Arrr! That scallywag Aubrey be missin' practice, caught up in jury duty like a landlubber!
2024-10-24
Arrr, matey! ‘Tis our fair kicker Brandon Aubrey, plunderin’ the practice seas, missin’ ‘cause he’s off servin’ the king’s justice! Aye, he be swappin’ his boots for a juror’s cap, and we be wonderin’ if he’ll return to face the dreaded San Francisco sea dogs!

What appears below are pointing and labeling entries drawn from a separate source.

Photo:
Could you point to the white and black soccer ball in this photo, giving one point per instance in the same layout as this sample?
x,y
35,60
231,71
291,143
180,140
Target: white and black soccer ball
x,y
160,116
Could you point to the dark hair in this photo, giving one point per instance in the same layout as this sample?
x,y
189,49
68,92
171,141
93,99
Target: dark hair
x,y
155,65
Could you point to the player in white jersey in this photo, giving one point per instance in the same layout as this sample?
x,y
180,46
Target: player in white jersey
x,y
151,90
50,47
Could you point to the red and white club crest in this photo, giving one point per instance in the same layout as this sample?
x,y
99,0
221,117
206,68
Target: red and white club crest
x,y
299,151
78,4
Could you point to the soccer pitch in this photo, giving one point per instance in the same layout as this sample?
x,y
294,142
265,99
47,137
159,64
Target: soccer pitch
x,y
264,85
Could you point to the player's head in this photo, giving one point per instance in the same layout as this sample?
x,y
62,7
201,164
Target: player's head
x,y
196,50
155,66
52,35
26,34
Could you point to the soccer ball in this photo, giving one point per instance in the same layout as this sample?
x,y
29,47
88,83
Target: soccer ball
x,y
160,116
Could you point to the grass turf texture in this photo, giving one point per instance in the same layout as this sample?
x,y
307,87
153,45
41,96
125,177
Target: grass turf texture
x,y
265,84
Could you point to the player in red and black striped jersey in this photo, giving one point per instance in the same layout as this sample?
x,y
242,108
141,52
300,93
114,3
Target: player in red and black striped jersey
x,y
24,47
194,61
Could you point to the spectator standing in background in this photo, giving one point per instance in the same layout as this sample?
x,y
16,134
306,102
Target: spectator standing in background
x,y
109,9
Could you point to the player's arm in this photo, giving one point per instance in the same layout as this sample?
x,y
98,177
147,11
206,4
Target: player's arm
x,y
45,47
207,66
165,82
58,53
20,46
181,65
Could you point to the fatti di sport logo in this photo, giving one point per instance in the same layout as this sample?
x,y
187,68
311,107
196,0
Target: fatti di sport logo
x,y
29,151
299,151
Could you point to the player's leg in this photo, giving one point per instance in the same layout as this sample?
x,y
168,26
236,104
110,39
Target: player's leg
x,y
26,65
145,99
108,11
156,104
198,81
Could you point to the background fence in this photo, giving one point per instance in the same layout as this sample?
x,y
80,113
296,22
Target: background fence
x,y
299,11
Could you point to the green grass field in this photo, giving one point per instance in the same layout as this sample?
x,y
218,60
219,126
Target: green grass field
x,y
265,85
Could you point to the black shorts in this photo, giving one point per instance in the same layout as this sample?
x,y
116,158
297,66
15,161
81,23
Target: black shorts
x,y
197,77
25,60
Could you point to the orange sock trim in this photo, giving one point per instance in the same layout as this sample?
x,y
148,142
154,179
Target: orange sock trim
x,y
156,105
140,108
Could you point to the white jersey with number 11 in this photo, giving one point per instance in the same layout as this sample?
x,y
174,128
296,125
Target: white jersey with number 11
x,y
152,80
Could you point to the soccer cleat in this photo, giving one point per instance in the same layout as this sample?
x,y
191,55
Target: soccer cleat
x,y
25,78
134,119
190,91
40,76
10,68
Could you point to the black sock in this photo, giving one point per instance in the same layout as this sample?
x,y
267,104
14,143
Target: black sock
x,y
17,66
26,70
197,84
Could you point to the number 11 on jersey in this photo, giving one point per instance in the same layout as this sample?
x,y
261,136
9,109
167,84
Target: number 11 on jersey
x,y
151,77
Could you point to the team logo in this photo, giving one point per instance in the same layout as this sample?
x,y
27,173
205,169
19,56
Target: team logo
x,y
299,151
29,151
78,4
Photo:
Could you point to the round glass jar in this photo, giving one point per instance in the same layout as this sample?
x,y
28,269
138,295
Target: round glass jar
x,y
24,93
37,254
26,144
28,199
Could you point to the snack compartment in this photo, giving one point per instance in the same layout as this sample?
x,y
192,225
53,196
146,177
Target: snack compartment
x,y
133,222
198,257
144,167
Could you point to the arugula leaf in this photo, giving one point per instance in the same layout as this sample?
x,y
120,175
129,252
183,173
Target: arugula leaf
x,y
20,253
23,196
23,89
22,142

Ahoy, me hearties! Gather 'round for a tale of Brandon Aubrey, the mighty kicker of the Dallas Cowboys, who found himself ensnared by the clutches of jury duty! Aye, even the finest boots on the gridiron can be pulled from practice by the law’s heavy hand. Our brave kicker missed a practice session, but nay for rum or a wench, but for a high-stakes trial of felony assault in Tarrant County!This be no mere trifling matter, as the case be involving the dastardly crime of second-degree strangulation! The lad be called to serve as a juror, and so he donned his civic duty hat instead of his kicking boots. Fear not, though! The fates be kind, for Sunday be a day of rest for the courts, meaning he’ll be ready to launch that pigskin against the San Francisco 49ers, come game day!
But lo! Aubrey be a curious chap, having traded in his soccer boots for cleats after a spell coding away like a landlubber. He be kickin’ like a true captain now, makin’ history with a 65-yarder that sailed through the posts like a cannonball! Will this jury duty mar his aim? Only time will tell, but for now, he be studying law instead of the ’Niners. Arrr, what a twist in the tale!